2. Description of the Related Art
Among methods expressing a 3D object, a method using a polygonal mesh model is widely used. Meanwhile, depth image-based representation (DIBR), which was adopted as a standard for MPEG-4 Animation Framework extension (AFX) in 2003, is a method of expressing a 3D object using a set of reference images consisting of real images or synthetic images, instead of the polygonal mesh model. A reference image consists of images seen at surfaces of a hexahedron surrounding a 3D object as shown in FIG. 1. Each reference image includes corresponding color images and depth images. The color images represent colors of respective points on the surface of a 3D object, and the depth images represent distance values to respective points on the surface of the 3D object from corresponding surfaces of the hexahedron. In FIG. 1, total 12 reference images including 6 depth images and 6 color images seen at respective surfaces are shown.

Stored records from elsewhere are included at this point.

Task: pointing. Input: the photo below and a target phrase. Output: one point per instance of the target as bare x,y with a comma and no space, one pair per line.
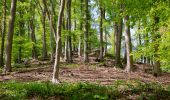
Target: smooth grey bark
86,31
44,50
21,33
9,42
118,38
3,34
101,34
70,60
55,78
129,66
81,29
52,26
156,36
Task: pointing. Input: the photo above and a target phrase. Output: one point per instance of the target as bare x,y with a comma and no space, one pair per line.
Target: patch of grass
83,91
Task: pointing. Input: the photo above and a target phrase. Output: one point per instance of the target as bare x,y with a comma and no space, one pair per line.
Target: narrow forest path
94,72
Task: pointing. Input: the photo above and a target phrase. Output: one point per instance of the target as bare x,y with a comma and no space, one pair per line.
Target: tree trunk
118,37
157,36
33,39
86,31
3,35
69,30
129,65
101,34
10,37
21,33
55,78
44,50
81,29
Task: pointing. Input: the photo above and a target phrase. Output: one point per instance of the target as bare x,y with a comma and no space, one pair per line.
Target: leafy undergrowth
83,91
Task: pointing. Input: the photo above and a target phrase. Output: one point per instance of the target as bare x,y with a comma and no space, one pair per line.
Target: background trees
87,25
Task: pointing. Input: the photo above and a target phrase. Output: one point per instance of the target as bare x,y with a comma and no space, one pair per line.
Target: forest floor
94,72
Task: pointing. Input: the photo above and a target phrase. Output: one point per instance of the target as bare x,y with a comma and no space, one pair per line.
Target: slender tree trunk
86,31
66,50
55,78
10,37
101,33
44,50
129,66
105,31
118,37
3,35
33,39
52,26
69,30
156,36
21,33
81,29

Advantages of the DIBR method lie in that it does not need to use the complicated polygonal mesh model, and a 3D object can be visualized with a high picture quality because it uses images. There are three formats for the DIBR: SimpleTexture, PointTexture, and OctreeImage formats. Among them, PointTexture format expresses a 3D object by arranging all points sampling the 3D object into each scan line on one plane as shown in FIG. 2. Each point of the PointTexture is expressed by a color and a depth. The depth is a distance from the plane to the point. Additionally, the other attributes of the point can be included.
As shown in FIG. 2, since points constituting the surface of a 3D object can be arranged along each depth line of a plane onto which the points have been projected, the PointTexture format is generally formed of a plurality of layers. According to this, the PointTexture format has an advantage that it can express a complicated 3D object formed with multiple faces. However, when a dimensional object should be expressed realistically at a high sampling density, the amount of data becomes huge and a method capable of compressing the data efficiently is needed. In addition, a method for compressing PointTexture format data is needed.
The conventional compression method needs optimization for the amount of information to be transmitted and still the amount can be reduced. When the compressed bitstream is restored, a method for more natural visualization is needed.
In a MPEG meeting held in July, 2003, an octree compression method using a prediction by partial matching method has been suggested for PointTexture compression in the MPEG-4 AFX standard. However, this method cannot smoothly visualize images when reading progressive bitstreams and restoring images. Also, since this method uses the octree compression method, there is a drawback that in relation to the resolution of volume data, only data with a fixed resolution in which the values of the width, height, and depth should be identical can be compressed. That is, data having an arbitrary resolution in which the values of the width, height, and depth are different to each other cannot be compressed.
Accordingly, a method capable of progressive transmission and more natural visualization in restoration, as well as effective compression of 3D object data having an arbitrary resolution is needed.